夜会のときシャルロッテに紹介されてから継続的に接してきて、アレクセイの人間性はある程度理解できているつもりだ。アレクセイがわかりやすいというのも大きいが。
それに、アレクセイは魅力的な力も持っている。特に、このムージェスト王国では。だからこそ多くの人間が彼に注目し、きっと彼自身もそうした期待に応えようとしているのだろう。
シャルロッテの態度から彼女が彼の力だけを求めているとは思わないが、無視できるものでもないということはシルヴィアも同意するところだ。
そんなアレクセイだからこそ、シルヴィアは興味を惹かれるし、もっと親しくなりたいとも思っている。
(そしてセレナリーゼは……気が気じゃないって感じね。ふふっ、全く隠せてない。とても妹が兄に向けるものじゃない気がするのだけど、私も同じ状況になったらこんな風になるのかしら?嫌がってる訳じゃないけど、すごく複雑そう)
昼休みだけでなく、学園ではシャルロッテ、アレクセイ、セレナリーゼといつも一緒だ。普段はここにフレイもいる。
実際は、他にも同じクラスの生徒達が何人も一緒にはいるのだが、シルヴィアは特別気にかける人物に彼らを含めていない。
なぜなら、シャルロッテが明確に線引きしているのを感じ取っているからだ。それだけでなく、これまで自分の目でも確認してきた。
(レオナルドはそれぞれの気持ちに気づいてるのかしら?何だかすっごく面白いわね)
そうした中、様々な感情を向けられているレオナルドという人物にシルヴィアは自然と興味が沸いてくる。
(これだけでもここに来た価値があるってものだわ。帝国では同年代の人と関わることなんてほとんどなかったし、毎日が本当に退屈だったもの。私を王国送りにしたことだけは感謝してもいいかもしれないわね)

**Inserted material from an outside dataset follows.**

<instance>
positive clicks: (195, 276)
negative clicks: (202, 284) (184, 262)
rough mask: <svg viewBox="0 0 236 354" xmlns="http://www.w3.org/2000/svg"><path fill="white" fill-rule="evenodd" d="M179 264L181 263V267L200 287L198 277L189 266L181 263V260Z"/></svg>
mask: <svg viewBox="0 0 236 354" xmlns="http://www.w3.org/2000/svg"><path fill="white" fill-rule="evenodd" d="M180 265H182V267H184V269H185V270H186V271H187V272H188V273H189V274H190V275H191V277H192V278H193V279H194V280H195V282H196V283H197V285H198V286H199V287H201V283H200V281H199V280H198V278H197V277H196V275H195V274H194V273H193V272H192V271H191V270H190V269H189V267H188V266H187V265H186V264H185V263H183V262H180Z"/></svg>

シルヴィアの口元に小さく自嘲するような笑みが漏れてしまう。
シルヴィアがこんな風に人間観察をするようになったのは、帝国で生きていくために必要だったからだ。そのため、自身の洞察力や見立てにはそれなりの自信を持っている。ただ、今となっては人間観察が趣味のようになってしまっているのを否定できないが。
(でも楽しんでばかりもいられないわ。時間は限られてるんだから……。私は私達の望みを叶えるために―――。絶対に好きなようにはさせないわ)
シルヴィアの瞳には強い決意が宿っていた。